Eu saí da sala de jantar em um impulso, tentando me afastar dos passos que agora ressoavam com uma intensidade que fazia meu coração bater na garganta. A escuridão parecia se fechar ao meu redor, tornando cada passo meu mais apressado e incerto. O corredor era longo demais, e o silêncio entre os ecos dos meus pés e aqueles passos que vinham logo atrás de mim deixava o ar insuportável. As sombras dançavam pelas paredes, criadas pela luz vacilante das velas que pareciam querer apagar-se a cada segundo. E mesmo enquanto me distanciava, eu ainda podia ouvir — os mesmos passos, sempre atrás de mim.

Cheguei ao saguão e, sem hesitar, comecei a subir as escadas, meus pés mal tocando cada degrau. O medo agora pulsava em minha mente como um tambor descontrolado. Sabia que tinha de sair dali, que precisava me esconder. Mas mesmo após ter subido, os passos continuavam, persistentes, acompanhando meus movimentos, mais próximos do que eu queria admitir. O peso do medo era esmagador.

Chegando ao corredor, acelerei. As velas ao longo do caminho tremulavam violentamente enquanto eu passava, o ar frio quase as apagando pela rapidez com que eu corria. Minha respiração estava descompassada, meus olhos procurando desesperadamente a porta do quarto. A cada novo som de passos atrás de mim, sentia o chão se afundar mais, como se algo estivesse prestes a me alcançar.

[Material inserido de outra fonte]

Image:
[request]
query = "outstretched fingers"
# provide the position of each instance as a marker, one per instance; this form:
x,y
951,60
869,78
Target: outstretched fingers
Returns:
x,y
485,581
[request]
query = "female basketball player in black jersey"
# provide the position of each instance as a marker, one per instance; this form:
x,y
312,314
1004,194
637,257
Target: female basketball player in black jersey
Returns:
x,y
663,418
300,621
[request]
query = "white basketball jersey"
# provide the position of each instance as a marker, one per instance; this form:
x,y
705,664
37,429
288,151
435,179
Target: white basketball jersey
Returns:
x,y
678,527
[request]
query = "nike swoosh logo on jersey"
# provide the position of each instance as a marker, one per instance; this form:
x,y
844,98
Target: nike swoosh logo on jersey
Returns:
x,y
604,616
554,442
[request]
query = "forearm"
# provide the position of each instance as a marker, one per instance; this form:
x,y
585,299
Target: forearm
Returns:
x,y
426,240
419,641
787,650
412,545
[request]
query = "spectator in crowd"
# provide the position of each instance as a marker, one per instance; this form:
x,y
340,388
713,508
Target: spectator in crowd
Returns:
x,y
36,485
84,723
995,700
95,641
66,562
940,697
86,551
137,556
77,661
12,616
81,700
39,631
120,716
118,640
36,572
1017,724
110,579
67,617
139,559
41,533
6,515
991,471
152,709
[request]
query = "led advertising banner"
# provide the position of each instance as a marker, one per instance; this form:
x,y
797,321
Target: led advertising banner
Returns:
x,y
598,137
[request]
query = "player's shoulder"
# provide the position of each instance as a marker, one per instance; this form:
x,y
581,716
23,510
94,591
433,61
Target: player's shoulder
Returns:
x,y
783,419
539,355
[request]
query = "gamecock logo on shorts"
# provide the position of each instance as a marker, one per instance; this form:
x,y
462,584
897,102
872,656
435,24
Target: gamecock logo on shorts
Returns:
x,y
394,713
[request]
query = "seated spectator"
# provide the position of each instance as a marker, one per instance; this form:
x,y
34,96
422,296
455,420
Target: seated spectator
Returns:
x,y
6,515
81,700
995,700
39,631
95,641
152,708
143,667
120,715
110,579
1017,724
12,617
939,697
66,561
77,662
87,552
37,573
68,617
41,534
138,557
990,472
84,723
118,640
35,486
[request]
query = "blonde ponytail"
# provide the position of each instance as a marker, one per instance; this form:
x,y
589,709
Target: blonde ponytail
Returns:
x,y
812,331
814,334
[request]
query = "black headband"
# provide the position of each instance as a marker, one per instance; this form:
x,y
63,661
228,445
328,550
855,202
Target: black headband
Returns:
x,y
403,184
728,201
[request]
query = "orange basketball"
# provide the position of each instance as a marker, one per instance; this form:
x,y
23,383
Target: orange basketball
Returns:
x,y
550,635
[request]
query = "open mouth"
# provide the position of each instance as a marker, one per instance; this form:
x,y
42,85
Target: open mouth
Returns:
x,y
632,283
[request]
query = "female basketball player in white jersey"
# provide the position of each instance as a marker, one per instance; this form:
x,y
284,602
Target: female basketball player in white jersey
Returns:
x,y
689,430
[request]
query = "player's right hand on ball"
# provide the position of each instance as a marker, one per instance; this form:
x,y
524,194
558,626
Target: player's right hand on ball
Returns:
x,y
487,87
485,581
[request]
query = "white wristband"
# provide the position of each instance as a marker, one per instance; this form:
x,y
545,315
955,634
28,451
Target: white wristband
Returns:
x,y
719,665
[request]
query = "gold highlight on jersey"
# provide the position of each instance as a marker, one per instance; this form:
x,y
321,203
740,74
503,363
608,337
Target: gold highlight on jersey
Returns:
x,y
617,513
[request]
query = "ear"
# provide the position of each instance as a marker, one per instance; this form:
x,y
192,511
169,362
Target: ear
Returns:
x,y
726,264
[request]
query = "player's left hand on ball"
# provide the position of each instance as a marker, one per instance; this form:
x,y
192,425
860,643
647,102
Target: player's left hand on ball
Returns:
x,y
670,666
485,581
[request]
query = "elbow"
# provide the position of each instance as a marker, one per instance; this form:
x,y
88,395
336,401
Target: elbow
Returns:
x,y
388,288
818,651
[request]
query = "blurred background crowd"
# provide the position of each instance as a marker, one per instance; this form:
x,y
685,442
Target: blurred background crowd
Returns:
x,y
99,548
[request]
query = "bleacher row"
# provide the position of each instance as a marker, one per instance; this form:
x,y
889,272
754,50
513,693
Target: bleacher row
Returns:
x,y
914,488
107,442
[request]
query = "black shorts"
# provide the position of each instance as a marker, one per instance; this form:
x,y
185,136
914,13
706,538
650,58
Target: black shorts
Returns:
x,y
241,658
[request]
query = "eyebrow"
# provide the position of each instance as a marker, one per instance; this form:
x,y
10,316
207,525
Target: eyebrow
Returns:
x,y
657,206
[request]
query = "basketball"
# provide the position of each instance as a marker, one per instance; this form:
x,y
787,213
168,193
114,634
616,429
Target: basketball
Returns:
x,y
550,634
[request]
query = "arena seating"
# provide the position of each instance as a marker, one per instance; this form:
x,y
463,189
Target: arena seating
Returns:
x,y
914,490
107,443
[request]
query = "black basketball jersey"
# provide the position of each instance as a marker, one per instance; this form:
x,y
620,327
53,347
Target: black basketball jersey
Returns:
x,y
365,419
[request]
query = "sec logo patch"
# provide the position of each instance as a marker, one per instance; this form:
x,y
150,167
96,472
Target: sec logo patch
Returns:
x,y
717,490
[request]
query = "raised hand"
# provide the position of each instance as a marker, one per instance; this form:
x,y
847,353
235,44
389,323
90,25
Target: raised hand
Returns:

Entrei no quarto em um rompante, fechando a porta com rapidez e pressa, tentando não fazer barulho, mas o rangido parecia ecoar como um trovão na quietude. Encostei-me na porta, o coração batendo tão forte que parecia querer sair do peito. Eu sabia que precisava me controlar, mas minha respiração era alta demais, desordenada demais. Tremendo, levei o punho à boca, mordendo-o para abafar o som desesperado da minha respiração. Tentei ouvir algo além do pulsar do meu coração. E então, lá estavam eles de novo. Os passos. Lentos, firmes, aproximando-se do quarto.

Meu corpo inteiro estava rígido de terror, como se cada músculo estivesse à beira do colapso. Ouvi claramente quando os passos pararam. Exatamente do outro lado da porta. Eles estavam lá. Alguém, ou algo, estava ali. Um instante que pareceu uma eternidade se passou, o silêncio voltando, impenetrável.

E então, os passos começaram a se afastar, dessa vez vagarosamente, até desaparecerem por completo. O alívio que senti ao ouvi-los se desvanecer foi quase tão forte quanto o medo que os precedera, mas ainda não ousava me mover. Fiquei parada, ainda mordendo o punho, com a respiração pesada, tentando entender o que acabara de acontecer.

Foi alguém da família? A pergunta ecoava na minha mente, sombria e desconfiada. Havia mais alguém acordado àquela hora, ou estava sendo vigiada por algo que eu ainda não compreendia?